In light of this truth, it seems strange to say that embarking on this journey is the ultimate self-care. The act of choosing a practice of caring for ourselves daily, to heed the call of the self-care adventure, is to begin life anew. In refusing this call, mythologist and author, Joseph Campbell says, “the subject loses the power of significant affirmative action, and becomes a victim to be saved.”
Having the courage to follow the call is to move from victim to thriver.
The beauty of the hero’s journey is that helpers come along to shepherd the adventurer into the underworld. In the case of trauma or abuse survivors, skilled helpers, such as counselors and advocates are necessary.
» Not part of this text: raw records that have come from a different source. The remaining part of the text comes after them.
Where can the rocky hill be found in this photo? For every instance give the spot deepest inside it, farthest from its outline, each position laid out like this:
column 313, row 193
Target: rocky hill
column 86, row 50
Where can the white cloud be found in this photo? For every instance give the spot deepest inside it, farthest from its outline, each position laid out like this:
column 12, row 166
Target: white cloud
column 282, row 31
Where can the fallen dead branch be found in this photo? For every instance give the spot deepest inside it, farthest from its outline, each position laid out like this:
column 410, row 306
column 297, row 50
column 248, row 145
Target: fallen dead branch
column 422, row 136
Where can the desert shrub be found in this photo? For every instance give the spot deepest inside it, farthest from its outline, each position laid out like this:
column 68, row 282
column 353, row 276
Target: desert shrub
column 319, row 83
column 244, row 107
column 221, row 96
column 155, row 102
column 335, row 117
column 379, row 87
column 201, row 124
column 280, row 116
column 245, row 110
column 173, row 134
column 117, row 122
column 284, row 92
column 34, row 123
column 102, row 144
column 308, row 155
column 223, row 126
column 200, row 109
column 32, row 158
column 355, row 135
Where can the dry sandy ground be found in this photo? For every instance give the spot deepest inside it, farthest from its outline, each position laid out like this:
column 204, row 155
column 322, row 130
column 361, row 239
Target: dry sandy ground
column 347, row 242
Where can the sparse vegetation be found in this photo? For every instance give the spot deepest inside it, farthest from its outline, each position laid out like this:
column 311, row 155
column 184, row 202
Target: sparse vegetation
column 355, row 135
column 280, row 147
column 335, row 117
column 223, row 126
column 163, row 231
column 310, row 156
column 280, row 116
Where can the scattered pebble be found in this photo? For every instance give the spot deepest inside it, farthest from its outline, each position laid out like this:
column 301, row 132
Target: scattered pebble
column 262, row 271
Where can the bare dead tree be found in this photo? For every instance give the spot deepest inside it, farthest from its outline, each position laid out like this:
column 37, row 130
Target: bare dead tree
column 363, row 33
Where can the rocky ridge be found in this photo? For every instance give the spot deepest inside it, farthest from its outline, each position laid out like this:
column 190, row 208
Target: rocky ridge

Yet, additional helpers might include supportive family members, a friend, or a flyer about a healing workshop. For those seeking to overcome addictions, it may be an invitation to a support group by a person in recovery. Even books show up as helpers on the journey. As Campbell says, supernatural helpers are “protective figures providing the adventurer with amulets against the dragon forces he is about to pass.”
With the help of allies and skilled support, the courageous journeyer can enter the underworld, facing the terrifying darkness, grief, flashbacks, emotional anguish, denial by family and society, and perilous setbacks and obstacles.
Yet, like Luke facing Darth Vadar in battle, they persevere and prevail.
Ascending from the underworld, aides, guides, and supportive friends help the hero on their way to true home. For abuse survivors, reclaiming their lives from the hands of perpetrators, they find safety. As Mark Crawford says in our documentary, Boys and Men Healing, it’s about “taking myself back, and placing the shame where it belongs, on the perpetrator.” Here the once hushed child within speaks out, reclaims their big voice, tells the truth, and takes hold of innocence and lives again.
Daily self-care is a journey of putting pieces of ourselves back together again. Day in and day out we make positive decisions to apply salve to our wounds, offering ourselves adequate time for self-love and placing firm boundaries between ourselves and the demands of the world. A sacred act, self-care turns attention to ourselves. We finally set the auto-reply on our emails, “away on an adventure.”
I’m reminded how self-care is crucial for front line workers in the field of trauma recovery and child abuse prevention, and advocates, activists, counselors, social workers, and service providers. These ‘supernatural’ guides and helpers guide those in need through the self-care, healing journey. Without them, the hero’s journey cannot be made.
I’m also struck by the fact that many helpers in the field of child abuse prevention, addiction and trauma recovery were once survivors who traveled the hero’s road. The power of the hero’s journey is that the wounded become healers and helpers, and so the cycle of hope continues.
The baton is passed to another.
Boys and Men Healing, The Healing Years, and The Pursuit of Truth documentaries are stories about courageous individuals who embarked on the hero’s journey. Self-care was crucial to their healing journey.